Seatbelt fastened, I was now ready for the second course. The perfectly roasted breast of Guinea hen and leg confit served with a tarragon and chardonnay jus was accompanied by wild mushroom hash and tasty sauteed endive. This course was appropriately paired with 2001 pinots; a Porter Creek “Hillside Vineyard” from down the road a mile or so, and a Bitouzet-Prieur “Pictures” from Volnay, France. The Volnay premier cru still displayed wonderful freshness and delicacy, yet its age started to show off just enough subtle meaty flavors to complement the fowl. The transcendent Russian River Valley pinot opened with a lofty bouquet of dark cherry and pepper followed by complex layers of balanced flavors…truly a delight!
With two down and two to go, it was quite clear we were in good hands. Seriously, if you love food and wine and have not experienced the ability of a Master Sommelier (in this case, the Farmhouse’s Geoff Kruth) to marry the two, you are missing one of life’s greatest pleasures.
The third course took us to a gastronomic place one only wishes one could visit more often. Perhaps the most tender
and delicious Colorado rack of lamb I have ever tasted was served with swiss chard stuffed with Israeli couscous and ribbons of salsify and carrot. The 2001 “East Face” Dehlinger Syrah wasted no time delivering a plethora of flavors including olives, bacon, and pepper. As for the Bernard Levet “La Chavaroche” Syrah from Cote-Rotie, this is an elegant wine. It took a little time and a lot of focus, but when I arrived at the harmonious place when it hit me—the smoked meat flavors, the charred wood, the delicate fruit—I didn’t want to leave…ever!

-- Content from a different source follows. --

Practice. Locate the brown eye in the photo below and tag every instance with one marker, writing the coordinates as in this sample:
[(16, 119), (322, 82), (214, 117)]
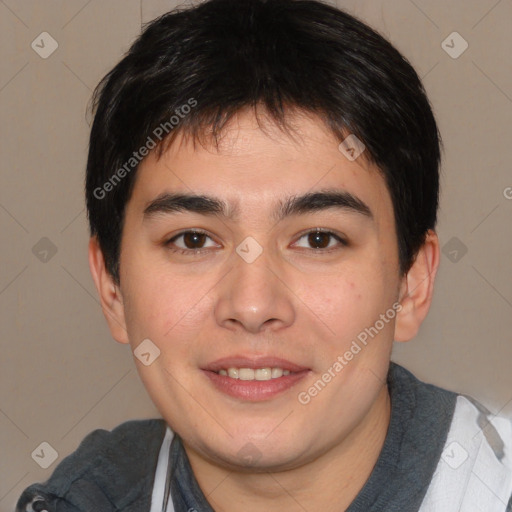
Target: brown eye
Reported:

Our fourth course, braised Niman Ranch short ribs accompanied by a delicious fresh horseradish gremolata, braised oxtail, and duchess potatoes, was a spot on match for the wine pairing. The Scherrer “Old and Mature Vines” Zinfandel, made from nearly 100 year old Alexander Valley vines, had a nice nose of mild spice and some earth. Soft and mature on the palate, there was still just enough fruit and acid to make this work very well with the ribs. The garnet-colored southern Italian Aghanico del Vulture “Riserva” Bascillium from Basilicata was a bit closed at first. With soft tannins still present, however, this wine opened up beautifully to reveal delicate flavors including dried fruits.
Although quite satiated, we didn’t want the night to end. Hoping for a tantalizing dessert, all we got was a plate of cookies. Albeit yummy ones, it was a shortfall given what had come before. But Mike ordered a bottle of Sauternes to accompany the cookies, and that certainly made it more remarkable! My only other criticism would be that there was not a salad course, but other than that, it was a flawless evening.
Kudos to the Farmhouse Inn kitchen and restaurant staff. Double kudos to Geoff Kruth who is truly a skilled master.